Despite being a fully functional generic web agent, Lyu warned that this is a “playground version” and not at all final, and that there are still many areas in which it may be improved. “The model is smart enough to do the planning, but isn’t smart enough to skip steps,” he added, as an example. It wouldn’t “learn” that a user would rather not purchase gadgets from eBay or that it should scroll down to avoid the wall of sponsored results after conducting a search.

For now, user data won’t be collected in order to enhance the model. According to Lyu, this is because there isn’t really an assessment mechanism for a system like this, making it challenging to determine quantitatively whether advancements have been made. But there’s also a “teach mode” coming so you can demonstrate to it how to perform a certain kind of activity.

It’s interesting to note that the company is also developing a desktop agent that can communicate with programs such as music players, word processors, and browsers. Even though it’s still early on, this is effective. It simply tries to use the computer; you don’t even need to enter the destination. It can control it as long as there is an interface.

Thirdly, there isn’t a “killer app” yet, or at least not one that stands out. Although the agent is impressive, I would not personally find much use for it because I spend eight hours a day in front of a browser. Though none immediately sprang to mind that would make the usefulness of a browser-based automaton as clear as that of, say, a robot vacuum, there are undoubtedly many excellent applications.

Again, Why Not An App?

I brought up the standard criticism of Rabbit’s entire business plan, which is essentially that “this could be an app.”

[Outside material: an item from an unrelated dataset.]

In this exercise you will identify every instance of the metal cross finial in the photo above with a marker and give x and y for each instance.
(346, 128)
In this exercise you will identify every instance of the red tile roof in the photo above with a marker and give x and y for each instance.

It is evident that Lyu had heard this critique numerous times, and he felt confident in his response.

“The math doesn’t make sense,” he remarked. Technically speaking, it is possible, but you will immediately annoy Apple and Google. This will never be allowed to surpass Siri or Gemini. In the same manner that Apple intelligence cannot possibly exert more influence over Google content, or vice versa. Furthermore, they keep 30% of sales! We would not have gained this momentum if we had only created an app at first.

Rabbit’s main argument is that a gadget or AI from a third party could be able to access and manage all of your other services from outside of them, just like you. Lyu referred to it as “a cross-platform, generic agent system.” “Every UI will be under our control, and the website is a good place to start.” After that, we’ll discuss Windows, MacOS, and phones.

About this, “We never said we wouldn’t make phones in the future.” That contradicts their initial claim that the device should be smaller and simpler, isn’t it? Perhaps, perhaps not.

They’re aiming to start delivering on the commitments they made at the beginning of the year in the interim. When the OTA update releases later this week, all R1 owners should be able to purchase the updated model. There will also be instructions on how to invoke it at that time. Lyu used his signature understatement to warn expecting users.

“We’re establishing realistic expectations. It’s not flawless,” he remarked. It’s simply the pinnacle of everything humanity has accomplished thus far.